Beritanda.com – PT Sri Rejeki Isman Tbk atau Sritex resmi menutup sebagian besar operasionalnya setelah diputus pailit oleh pengadilan. Dampaknya merembet ke ribuan pekerja dan memperlihatkan rapuhnya industri tekstil Indonesia di tengah banjir produk impor murah. Pemerintah kini berpacu mencari solusi agar gelombang PHK tidak makin meluas.
Kronologi Pailit Sritex dan Gelombang PHK
Masalah keuangan Sritex bermula sejak pengajuan PKPU oleh CV Prima Karya pada 2022. Situasi memburuk ketika PT Indo Bharat Rayon mengajukan pailit yang dikabulkan pada Oktober 2024. Mahkamah Agung lalu menolak kasasi dan peninjauan kembali perusahaan pada awal 2025.
Puncaknya terjadi 26 Februari 2025 saat 9.604 pekerja diberhentikan, membuat total PHK di empat entitas grup Sritex : Sritex Sukoharjo, Primayuda Mandirijaya, Sinar Pantja Djaja, dan Bitratex Industries mencapai 11.025 orang.
Menteri Ketenagakerjaan Yassierli menegaskan pemerintah tetap mendorong agar perusahaan masih bisa berjalan di bawah pengawasan kurator.
“Sejak adanya putusan pailit, kemudian adanya putusan dari Mahkamah Agung (MA) untuk menolak permohonan-pemohon waktu itu terkait dengan kasasi, yang kita lakukan itu adalah mendorong going concern,” kata Menteri Ketenagakerjaan (Menaker) Yassierli dalam Rapat Kerja dengan Komisi IX DPR RI di Senayan, Jakarta Pusat, Selasa (11/3/2025).

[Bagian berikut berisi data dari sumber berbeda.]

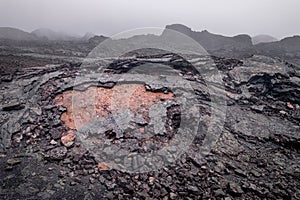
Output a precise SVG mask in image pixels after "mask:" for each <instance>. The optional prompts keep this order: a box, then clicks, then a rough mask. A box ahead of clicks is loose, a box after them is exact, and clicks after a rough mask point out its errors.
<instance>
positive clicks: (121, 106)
mask: <svg viewBox="0 0 300 200" xmlns="http://www.w3.org/2000/svg"><path fill="white" fill-rule="evenodd" d="M173 98H174V96H173V93H168V94H165V93H162V92H150V91H147V90H146V88H145V86H144V85H141V84H122V85H116V86H114V87H113V88H102V87H89V88H88V89H87V90H85V91H66V92H64V93H63V94H60V95H58V96H56V98H55V100H56V104H57V105H63V106H64V107H66V108H67V111H66V112H64V113H63V114H62V116H61V120H62V122H63V123H64V124H65V125H66V126H68V127H69V128H71V129H76V128H80V127H83V126H84V125H86V124H88V123H89V122H90V121H91V120H92V119H96V118H104V117H108V116H109V115H111V114H112V113H113V112H118V111H122V110H126V109H129V110H131V111H133V112H135V113H139V114H141V115H142V116H143V117H144V119H145V120H149V117H148V112H149V109H150V107H151V105H154V104H157V103H159V102H160V101H163V100H166V99H173Z"/></svg>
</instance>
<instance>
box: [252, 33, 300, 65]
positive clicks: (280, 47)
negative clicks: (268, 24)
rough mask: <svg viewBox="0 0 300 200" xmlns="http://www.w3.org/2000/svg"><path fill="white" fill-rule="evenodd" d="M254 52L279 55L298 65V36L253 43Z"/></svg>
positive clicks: (299, 57) (299, 37)
mask: <svg viewBox="0 0 300 200" xmlns="http://www.w3.org/2000/svg"><path fill="white" fill-rule="evenodd" d="M255 51H256V52H255V53H256V54H261V55H267V56H271V57H279V58H282V59H284V60H288V61H290V62H292V63H294V64H297V65H299V66H300V36H292V37H287V38H284V39H282V40H280V41H277V42H269V43H260V44H257V45H255Z"/></svg>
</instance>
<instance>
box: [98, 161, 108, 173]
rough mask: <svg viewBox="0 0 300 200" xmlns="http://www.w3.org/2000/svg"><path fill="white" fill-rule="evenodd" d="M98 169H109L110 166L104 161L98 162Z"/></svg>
mask: <svg viewBox="0 0 300 200" xmlns="http://www.w3.org/2000/svg"><path fill="white" fill-rule="evenodd" d="M98 169H99V170H100V171H106V170H110V167H109V166H108V165H107V164H105V163H98Z"/></svg>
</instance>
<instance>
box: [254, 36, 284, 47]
mask: <svg viewBox="0 0 300 200" xmlns="http://www.w3.org/2000/svg"><path fill="white" fill-rule="evenodd" d="M276 41H278V39H277V38H275V37H273V36H270V35H257V36H254V37H252V43H253V44H254V45H255V44H259V43H268V42H276Z"/></svg>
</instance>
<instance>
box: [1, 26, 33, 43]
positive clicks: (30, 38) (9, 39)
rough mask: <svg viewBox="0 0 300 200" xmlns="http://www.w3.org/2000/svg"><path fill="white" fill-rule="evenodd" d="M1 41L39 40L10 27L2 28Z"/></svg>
mask: <svg viewBox="0 0 300 200" xmlns="http://www.w3.org/2000/svg"><path fill="white" fill-rule="evenodd" d="M0 39H6V40H23V41H29V40H38V38H37V37H36V36H35V35H32V34H30V33H28V32H25V31H22V30H20V29H17V28H10V27H0Z"/></svg>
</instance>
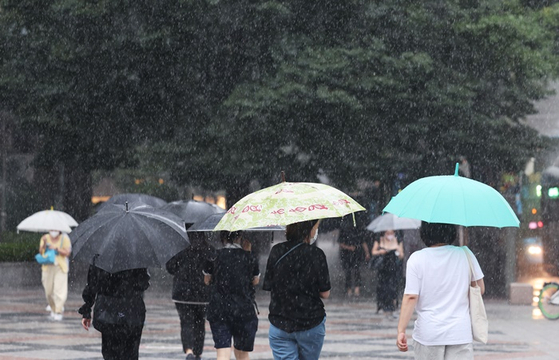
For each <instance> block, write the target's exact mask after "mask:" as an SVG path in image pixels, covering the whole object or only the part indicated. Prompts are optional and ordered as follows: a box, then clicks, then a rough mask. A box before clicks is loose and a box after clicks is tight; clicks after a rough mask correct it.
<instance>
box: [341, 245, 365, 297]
mask: <svg viewBox="0 0 559 360" xmlns="http://www.w3.org/2000/svg"><path fill="white" fill-rule="evenodd" d="M360 261H361V259H360V257H359V254H358V252H357V251H348V250H342V251H341V263H342V268H343V270H344V273H345V288H346V290H350V289H353V288H354V287H360V286H361V269H360V265H361V264H360Z"/></svg>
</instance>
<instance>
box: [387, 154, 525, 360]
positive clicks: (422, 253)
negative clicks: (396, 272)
mask: <svg viewBox="0 0 559 360" xmlns="http://www.w3.org/2000/svg"><path fill="white" fill-rule="evenodd" d="M458 170H459V164H456V167H455V172H454V176H448V175H442V176H429V177H425V178H421V179H418V180H416V181H414V182H413V183H411V184H410V185H408V186H407V187H406V188H405V189H404V190H402V191H401V192H400V193H399V194H398V195H396V196H395V197H393V198H392V200H390V202H389V203H388V205H387V206H386V207H385V208H384V209H383V211H386V212H389V213H393V214H395V215H397V216H399V217H405V218H410V219H417V220H422V223H421V228H420V236H421V239H422V241H423V242H424V243H425V245H426V246H427V248H425V249H422V250H419V251H416V252H414V253H413V254H412V255H411V256H410V258H409V260H408V263H407V269H406V287H405V290H404V297H403V299H402V306H401V310H400V319H399V321H398V330H397V333H398V335H397V338H396V346H397V347H398V350H400V351H407V350H408V341H407V335H406V328H407V325H408V323H409V321H410V319H411V316H412V314H413V312H414V310H415V311H416V312H417V315H418V317H417V320H416V321H415V326H414V331H413V339H414V353H415V358H416V359H429V360H445V359H473V358H474V354H473V345H472V343H473V341H474V340H476V341H480V342H483V343H487V340H488V321H487V314H486V313H485V307H484V305H483V299H482V297H481V295H482V294H483V293H484V292H485V283H484V281H483V277H484V275H483V272H482V271H481V267H480V266H479V263H478V261H477V259H476V257H475V256H474V254H473V253H472V252H471V251H470V249H468V248H467V247H466V246H464V247H462V248H460V247H456V246H453V245H452V244H453V243H454V241H455V240H456V225H462V226H491V227H499V228H501V227H518V226H519V223H520V221H519V220H518V218H517V217H516V214H515V213H514V211H513V210H512V208H511V207H510V205H509V204H508V202H507V201H506V199H505V198H503V196H502V195H501V194H499V192H498V191H496V190H495V189H493V188H492V187H490V186H488V185H486V184H483V183H481V182H478V181H475V180H472V179H468V178H463V177H461V176H459V175H458Z"/></svg>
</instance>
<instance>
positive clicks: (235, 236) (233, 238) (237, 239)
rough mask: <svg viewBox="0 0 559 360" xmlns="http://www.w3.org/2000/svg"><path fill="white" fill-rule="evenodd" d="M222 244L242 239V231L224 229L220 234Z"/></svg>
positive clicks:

Peran Kurator dan Berakhirnya Operasional
Setelah putusan inkrah, seluruh kendali Sritex berada di tangan kurator. PHK tetap diberlakukan meski sebagian pekerja masih diminta menyelesaikan aktivitas produksi sampai akhir Februari.
Kepala Disperinaker Sukoharjo, Sumarno, menjelaskan skema penghentian kerja tersebut.
“Setelah dilakukan perundingan, sudah menemui titik temu. Yang intinya PHK, setelah diputuskan tanggal 26 Februari PHK, namun untuk bekerja sampai tanggal 28, sehingga off tanggal 1 Maret. Puasa awal sudah berhenti total (PT Sritex) ini jadi kewenangan kurator,” kata Sumarno Kepala Dinas Perindustrian dan Tenaga Kerja (Disperinaker) Sukoharjo kepada awak media di Menara Wijaya Setda Sukoharjo.
Kasus Hukum Membayangi Industri Tekstil
Tak berhenti di pailit, Kejaksaan Agung juga menetapkan dua eks direksi Sritex, Iwan Setiawan Lukminto dan Iwan Kurniawan Lukminto, sebagai tersangka dugaan korupsi dan tindak pidana pencucian uang.
Keduanya diduga terlibat kredit fiktif dari Bank BJB dan Bank DKI dengan potensi kerugian negara sekitar Rp1,08 triliun. Proses audit BPK masih berjalan.
PHK Massal dan Sinyal Deindustrialisasi Tekstil
Kejatuhan Sritex menambah daftar pabrik tekstil yang tumbang, seperti :
- PT Polychem Indonesia Karawang
- PT Polychem Indonesia Tangerang
- PT Asia Pacific Fibers
- PT Rayon Utama Makmur
- PT Sulindafin.
Total pekerja terdampak dari lima perusahaan ini diperkirakan mencapai 3.000 orang. Banjir produk impor murah dan lemahnya pasar domestik membuat industri tekstil kian tertekan.
Harapan dari Pabrik yang Bangkit
Di tengah suramnya situasi, Duniatex justru berhasil bangkit dan berekspansi sepanjang 2025. Perusahaan ini menambah lebih dari 5.000 karyawan baru sehingga total tenaga kerjanya menembus 18.000 orang, sekaligus menjadi pabrik pemintalan terbesar di Indonesia dengan kapasitas lebih dari dua juta spindel.